The truth of what did happen will outweigh any ‘discrepancies’ that did not.
(Obviously in cases of quite deliberate deception this ought not apply.)
In 2015 – and with the UK in the midst of a full-blown paedophile panic – the Telegraph’s assistant news editor, Bill Gardner, produced a series of “exclusives” with such astonishing titles as ‘Thatcher confidant raped boy and police covered crime up’.
“Now he says he has now decided to come forward again after watching victims of Jimmy Savile telling their stories.” – Bill Gardner in The Telegraph
The articles provide quite precise information: the boy was 14 years old; the year was 1982; the police were immediately involved; and so on.
The alleged victim – whose father is also interviewed – appears in a video with Gardner. There is no good reason for any confusion over basic facts.
“I was never the same after what happened – he ruined my life really. I left school soon afterwards because I lost all my confidence.” – The Victim
The culprit is the long-dead MP Peter Morrison and it is suggested that the venue was the “notorious” Elm Guest House. Some of us groaned. And waited…
The UK’s ongoing Institutional Inquiry into Child Sexual Abuse recently revealed the truth of the matter: the victim was 15 (not 14) and the year was 1983 (not 1982). Given that Elm Guest House closed in 1982 it is quite clear why the year – and therefore also the age – were deliberately changed.

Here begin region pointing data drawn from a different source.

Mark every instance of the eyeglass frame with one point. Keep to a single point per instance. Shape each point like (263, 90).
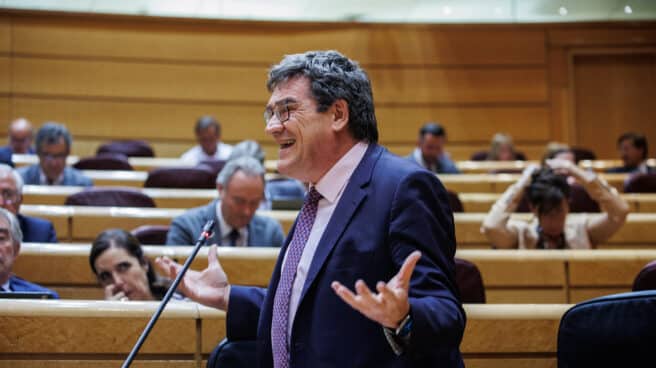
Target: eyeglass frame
(14, 193)
(280, 109)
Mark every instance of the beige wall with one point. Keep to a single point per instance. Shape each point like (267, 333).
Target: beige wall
(148, 78)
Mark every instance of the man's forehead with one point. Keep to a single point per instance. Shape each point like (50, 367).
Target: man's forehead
(296, 88)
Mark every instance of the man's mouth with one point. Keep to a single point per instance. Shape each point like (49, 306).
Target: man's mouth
(287, 143)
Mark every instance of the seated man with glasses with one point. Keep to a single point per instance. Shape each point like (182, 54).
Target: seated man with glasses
(35, 230)
(53, 144)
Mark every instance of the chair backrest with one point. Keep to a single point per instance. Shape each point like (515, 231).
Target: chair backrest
(612, 331)
(116, 197)
(581, 153)
(469, 281)
(234, 354)
(214, 166)
(181, 177)
(646, 279)
(285, 193)
(151, 234)
(640, 183)
(103, 162)
(130, 148)
(454, 201)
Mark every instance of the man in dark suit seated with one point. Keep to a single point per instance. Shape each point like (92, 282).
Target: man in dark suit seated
(370, 221)
(634, 150)
(35, 230)
(241, 189)
(430, 153)
(53, 145)
(10, 242)
(20, 137)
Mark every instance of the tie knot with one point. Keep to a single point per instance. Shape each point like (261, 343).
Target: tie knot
(313, 197)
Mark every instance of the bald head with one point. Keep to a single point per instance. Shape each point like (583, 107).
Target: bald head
(20, 135)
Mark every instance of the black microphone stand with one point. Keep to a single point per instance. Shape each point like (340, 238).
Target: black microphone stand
(202, 239)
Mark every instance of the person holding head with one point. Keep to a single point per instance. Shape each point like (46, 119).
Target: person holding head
(210, 147)
(502, 148)
(634, 150)
(20, 136)
(551, 228)
(35, 230)
(122, 269)
(559, 151)
(430, 152)
(241, 189)
(369, 220)
(11, 238)
(53, 145)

The culprit – tried & convicted – was named; it was not Peter Morrison. Given the short sentence received it might also be wise to question the nature of the offence as reported by Gardner in the Telegraph. Or wiser still to simply ignore Gardner in the Telegraph…
In short, the story was rubbish.
This unconnected case, which nonetheless bears similarities to that of Coles, illustrates clearly why a year may make all the difference: the difference between a story being true, and a story being false.